Third, British structuralists, such as Sir Edmund Leach (1910–1989) and Rodney Needham (1923–2006), in the 1960s and 1970s emphasized relations between elements within a given culture.
Lévi-Strauss and structuralism (He is the structuralist "Father")
Lévi-Strauss believed that culture arises from structures which lay deep in the human mind and focused his efforts on uncovering the logic behind such human creations as art, myth, and social organizations. He argued that "the human mind works the same way everywhere because the human brain is structured the same everywhere" (ibid).

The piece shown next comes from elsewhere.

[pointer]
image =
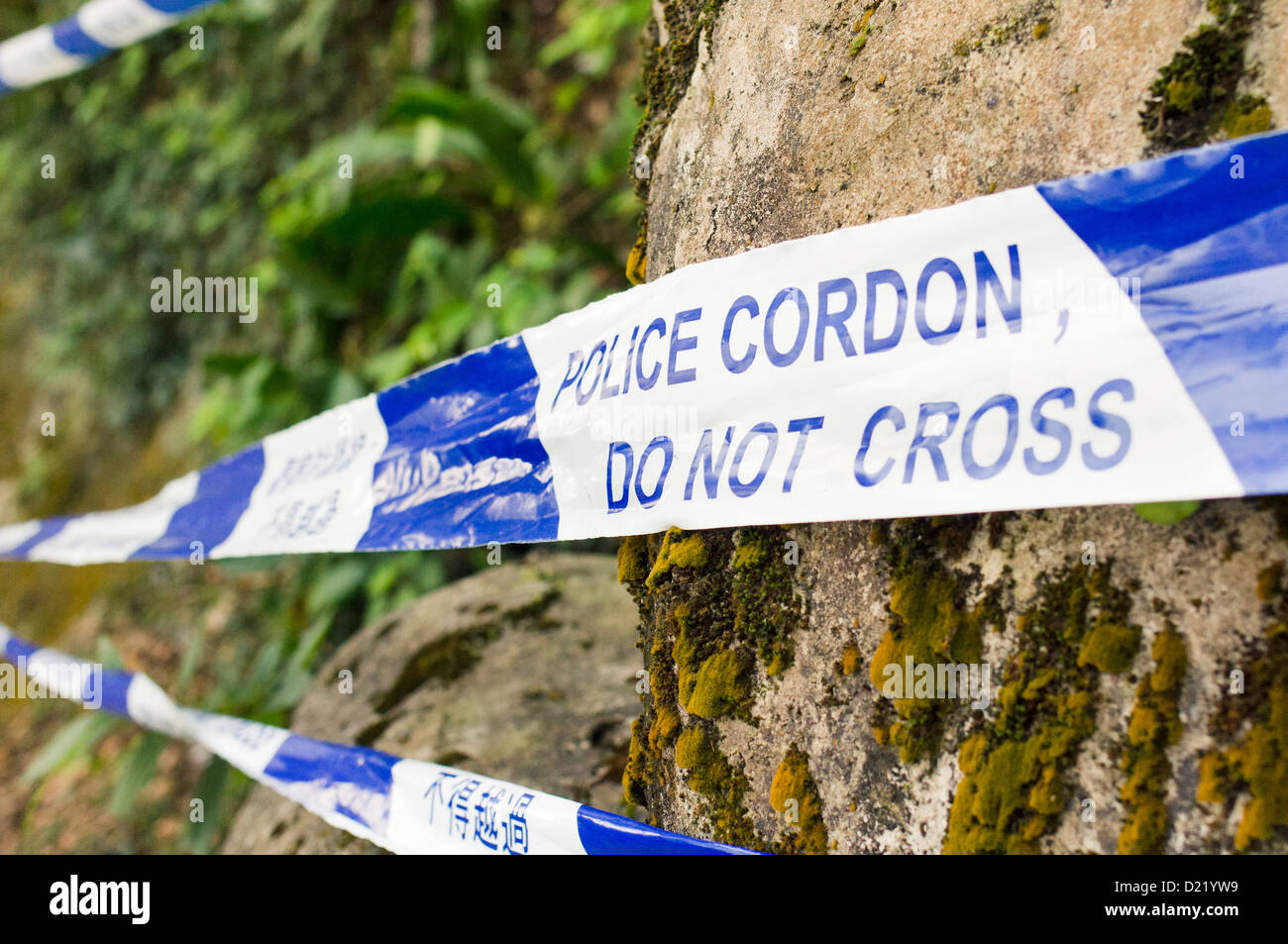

He believed that all thought is dualistic, dividing the world into sets of oppositional categories like black and white, male and female, and nature, and culture" (ibid).
Lévi-Strauss viewed cultural expressions like myth and kinship as efforts to resolve fundamental paradoxes set up by binary thinking. He drew on linguistic models. Essentially, "if and when universals are reached, they will appear as open structures, one will always be able to add definitions and to complete, enlarge on, or correct earlier ones" (Mascia-Lees 163).
The dualistic thought of Lévi-Strauss led to poststructuralism. The binary places categories in opposition, is socially constructed, and arbitrary.